Every tick or so you send your data to one another, update your version of the game with the newest data, and continue playing. This is trivial to implement but is filled with obvious issues, most importantly performance and security.

Authoritative server

Instead of direct connections you can choose to have an authoritative server that you proxy your updates to. The server will validate your updates, apply them to its current game state, and update all applicable players with the latest data.

While this is a safer approach, it may not be ideal for all scenarios, including amount of bandwidth required to keep the simulation faithful across all clients.

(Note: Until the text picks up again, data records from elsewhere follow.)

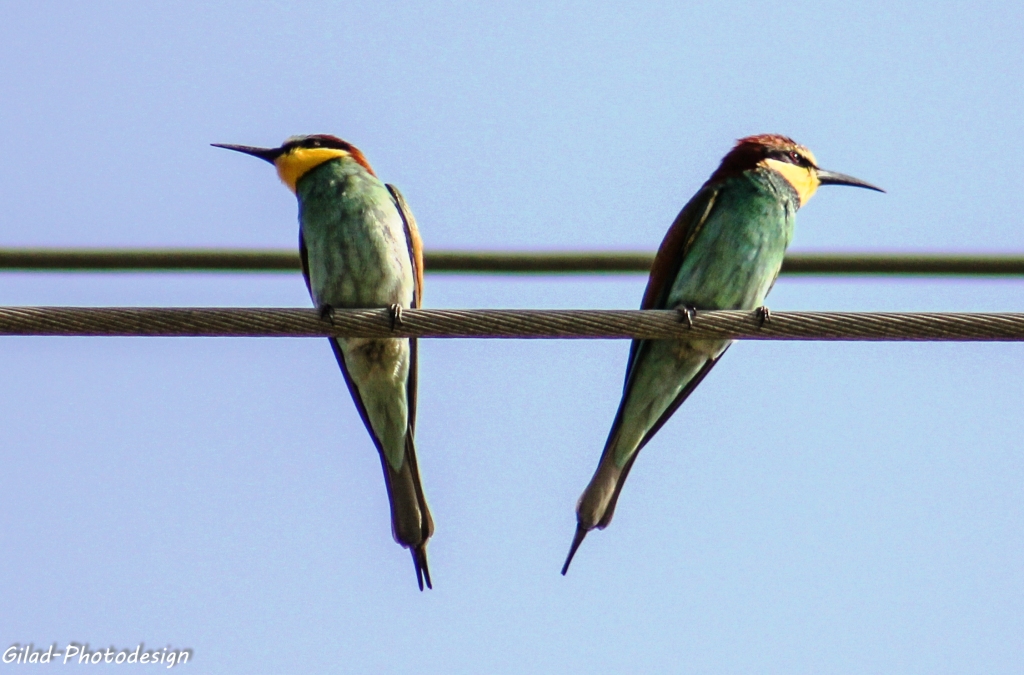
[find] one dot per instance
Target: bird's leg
(395, 311)
(687, 313)
(327, 313)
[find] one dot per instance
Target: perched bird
(360, 248)
(723, 252)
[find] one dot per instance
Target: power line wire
(492, 261)
(170, 322)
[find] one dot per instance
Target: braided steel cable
(492, 262)
(174, 322)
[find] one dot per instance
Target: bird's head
(299, 155)
(784, 156)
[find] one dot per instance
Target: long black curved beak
(833, 178)
(267, 154)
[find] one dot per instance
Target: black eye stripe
(318, 141)
(790, 157)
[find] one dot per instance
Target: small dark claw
(395, 310)
(687, 314)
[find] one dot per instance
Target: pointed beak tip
(266, 154)
(835, 178)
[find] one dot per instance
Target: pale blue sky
(813, 507)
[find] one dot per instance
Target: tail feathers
(597, 504)
(411, 521)
(420, 561)
(577, 540)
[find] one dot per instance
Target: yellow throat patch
(804, 179)
(299, 161)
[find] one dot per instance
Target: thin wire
(492, 262)
(509, 324)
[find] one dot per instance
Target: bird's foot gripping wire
(687, 314)
(395, 311)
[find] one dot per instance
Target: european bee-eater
(360, 248)
(723, 252)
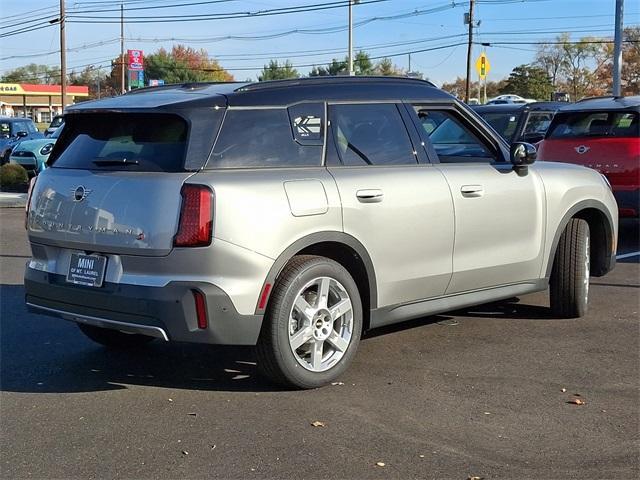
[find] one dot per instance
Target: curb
(13, 200)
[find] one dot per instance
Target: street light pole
(467, 83)
(350, 37)
(63, 58)
(122, 88)
(617, 50)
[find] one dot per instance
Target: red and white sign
(136, 59)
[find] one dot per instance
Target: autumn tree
(387, 68)
(362, 65)
(277, 71)
(530, 82)
(184, 64)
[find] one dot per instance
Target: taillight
(196, 223)
(201, 309)
(32, 183)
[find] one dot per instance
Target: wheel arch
(601, 232)
(344, 249)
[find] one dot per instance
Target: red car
(604, 134)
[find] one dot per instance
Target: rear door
(399, 209)
(499, 214)
(114, 183)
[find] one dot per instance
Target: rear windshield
(594, 124)
(122, 141)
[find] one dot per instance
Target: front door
(399, 209)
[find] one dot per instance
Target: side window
(370, 135)
(537, 125)
(453, 141)
(307, 123)
(264, 138)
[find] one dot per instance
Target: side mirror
(533, 137)
(523, 154)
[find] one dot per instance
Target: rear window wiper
(114, 162)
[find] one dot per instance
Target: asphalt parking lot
(483, 392)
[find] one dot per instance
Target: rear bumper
(628, 202)
(166, 312)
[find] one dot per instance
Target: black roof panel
(271, 93)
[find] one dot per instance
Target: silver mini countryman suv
(294, 215)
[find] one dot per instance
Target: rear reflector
(32, 183)
(196, 222)
(201, 309)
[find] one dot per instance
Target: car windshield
(594, 124)
(504, 123)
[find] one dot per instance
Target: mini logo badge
(582, 149)
(80, 193)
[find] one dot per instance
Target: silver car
(294, 215)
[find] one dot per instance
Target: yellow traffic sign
(483, 66)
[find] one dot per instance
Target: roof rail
(185, 86)
(585, 99)
(333, 79)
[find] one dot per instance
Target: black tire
(276, 358)
(114, 338)
(569, 282)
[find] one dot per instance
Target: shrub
(12, 174)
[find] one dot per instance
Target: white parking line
(627, 255)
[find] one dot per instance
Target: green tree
(33, 73)
(530, 82)
(184, 64)
(387, 68)
(276, 71)
(362, 65)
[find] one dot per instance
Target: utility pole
(122, 48)
(467, 84)
(617, 50)
(350, 71)
(63, 58)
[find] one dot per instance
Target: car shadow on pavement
(508, 309)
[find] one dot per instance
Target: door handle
(472, 191)
(372, 195)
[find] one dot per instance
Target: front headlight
(46, 150)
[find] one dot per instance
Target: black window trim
(496, 144)
(399, 106)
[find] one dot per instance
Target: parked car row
(599, 133)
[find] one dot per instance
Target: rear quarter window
(122, 141)
(258, 138)
(595, 124)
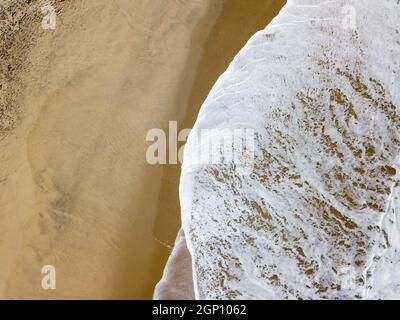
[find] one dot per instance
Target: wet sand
(76, 190)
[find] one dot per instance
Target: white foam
(318, 218)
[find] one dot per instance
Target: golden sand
(76, 191)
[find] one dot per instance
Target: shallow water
(238, 21)
(91, 206)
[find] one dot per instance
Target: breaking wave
(318, 217)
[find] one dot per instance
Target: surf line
(163, 310)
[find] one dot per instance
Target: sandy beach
(76, 191)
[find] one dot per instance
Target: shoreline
(76, 191)
(96, 85)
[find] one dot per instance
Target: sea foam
(318, 217)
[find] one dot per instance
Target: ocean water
(318, 216)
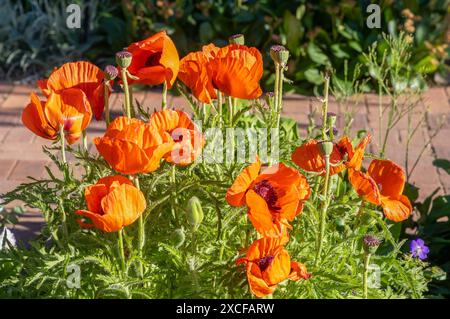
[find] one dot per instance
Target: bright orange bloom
(309, 157)
(194, 72)
(274, 197)
(112, 204)
(179, 128)
(155, 60)
(234, 70)
(82, 75)
(69, 109)
(269, 264)
(383, 185)
(131, 146)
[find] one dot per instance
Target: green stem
(121, 252)
(276, 90)
(173, 180)
(141, 233)
(323, 211)
(230, 110)
(325, 108)
(63, 144)
(85, 144)
(164, 98)
(366, 273)
(380, 114)
(280, 95)
(127, 92)
(219, 106)
(106, 100)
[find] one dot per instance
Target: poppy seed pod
(270, 98)
(326, 148)
(111, 72)
(237, 39)
(331, 119)
(178, 237)
(371, 243)
(279, 54)
(194, 213)
(124, 58)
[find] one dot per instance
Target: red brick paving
(21, 154)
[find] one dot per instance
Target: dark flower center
(267, 191)
(264, 262)
(177, 137)
(153, 59)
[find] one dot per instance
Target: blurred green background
(34, 37)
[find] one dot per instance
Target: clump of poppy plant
(145, 216)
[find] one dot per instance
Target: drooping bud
(279, 54)
(371, 243)
(331, 119)
(237, 39)
(111, 72)
(178, 237)
(194, 212)
(270, 98)
(326, 147)
(123, 59)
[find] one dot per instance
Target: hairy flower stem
(230, 110)
(141, 234)
(280, 94)
(325, 108)
(164, 98)
(323, 211)
(219, 106)
(85, 144)
(126, 90)
(366, 273)
(121, 252)
(106, 100)
(276, 91)
(173, 180)
(63, 144)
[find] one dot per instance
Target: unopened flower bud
(331, 119)
(237, 39)
(194, 212)
(123, 59)
(371, 243)
(178, 237)
(111, 72)
(270, 98)
(326, 147)
(279, 54)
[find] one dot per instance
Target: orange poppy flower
(383, 185)
(274, 197)
(131, 146)
(269, 264)
(82, 75)
(155, 60)
(179, 128)
(70, 109)
(195, 74)
(112, 204)
(236, 71)
(309, 157)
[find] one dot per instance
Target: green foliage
(433, 227)
(318, 34)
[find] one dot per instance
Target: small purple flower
(418, 249)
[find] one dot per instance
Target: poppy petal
(389, 176)
(236, 193)
(365, 186)
(396, 210)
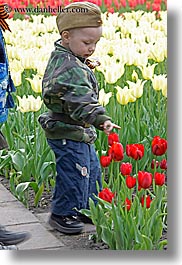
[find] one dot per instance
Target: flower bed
(132, 208)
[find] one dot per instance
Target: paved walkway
(15, 217)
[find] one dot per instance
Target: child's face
(82, 42)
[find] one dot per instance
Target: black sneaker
(12, 238)
(12, 247)
(85, 219)
(66, 224)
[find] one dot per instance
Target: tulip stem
(138, 121)
(35, 141)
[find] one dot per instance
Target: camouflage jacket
(70, 92)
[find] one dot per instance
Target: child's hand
(108, 126)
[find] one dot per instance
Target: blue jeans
(78, 169)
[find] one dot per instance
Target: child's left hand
(108, 126)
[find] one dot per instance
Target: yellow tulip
(30, 103)
(123, 96)
(136, 89)
(134, 76)
(104, 97)
(148, 71)
(36, 83)
(159, 82)
(17, 78)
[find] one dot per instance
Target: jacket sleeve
(78, 98)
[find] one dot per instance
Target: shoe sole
(15, 241)
(63, 229)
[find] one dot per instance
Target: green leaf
(38, 194)
(148, 242)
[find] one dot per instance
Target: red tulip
(130, 182)
(136, 151)
(105, 161)
(113, 138)
(106, 194)
(163, 164)
(159, 146)
(116, 152)
(154, 164)
(159, 178)
(148, 201)
(126, 169)
(127, 204)
(144, 179)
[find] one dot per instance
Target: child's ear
(65, 36)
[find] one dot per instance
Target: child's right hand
(108, 126)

Granted these explanations are oversimplified, but incredibly common. Let's look at a different way to approach this problem.

Deterministic Lockstep

A different approach would be to have the game play out exactly the same on every player's device, deterministically, and only syncing the player input between each other. If you can pull this off you will mitigate the bandwidth and security issues, since you are only sending keystrokes instead of positional information.

This approach has many caveats for multiplayer, mostly getting inputs long after the tick has occurred. To solve this you must employ a rollback system.

Rolling back

Our game state is simple. It is the representation of the game at one particular instant (or tick), as we know it.

If this was a single player game it would be easy to reason about, since time only marches forward and our game state can only be affected by one person. Once you add multiplayer to the mix, things get a fair bit more complicated.

Given that all our players are executing roughly the same tick at the same time, and the latency between them could be hundreds of milliseconds, its easy to see that by the time Player 1 receives the input from Player 2, Player 1 is already a handful of ticks ahead.

Player 1 cannot simply execute the inputs as this would break the determinism for our game. They must first roll back their game state to the tick in which the input was executed and resimulate the game with the new inputs applied!

This may seem like a lot of unnecessary work, but it is required to keep our game state in good working order, and of course, deterministic.

Of the three approaches this one is probably the most difficult to get right, and requires you to make hard decisions about what your game can do.

In this article I will detail my journey into creating a deterministic game engine!

Determinism

The biggest issue with this type of engine is keeping everyone in sync, all the time. Every tick has to execute the same way, at ideally the same time, across a dozen different devices. For a given input into the system the same exact output must occur, otherwise your peers will quickly slip out of sync with you causing their game to behave unpredictably when they receive your inputs.

Physics Engine

The hardest part of assuring determinism is your physics engine. Even though floats are by definition deterministic (although seemingly chaotic), the precision involved to maintain determinism is incredibly high.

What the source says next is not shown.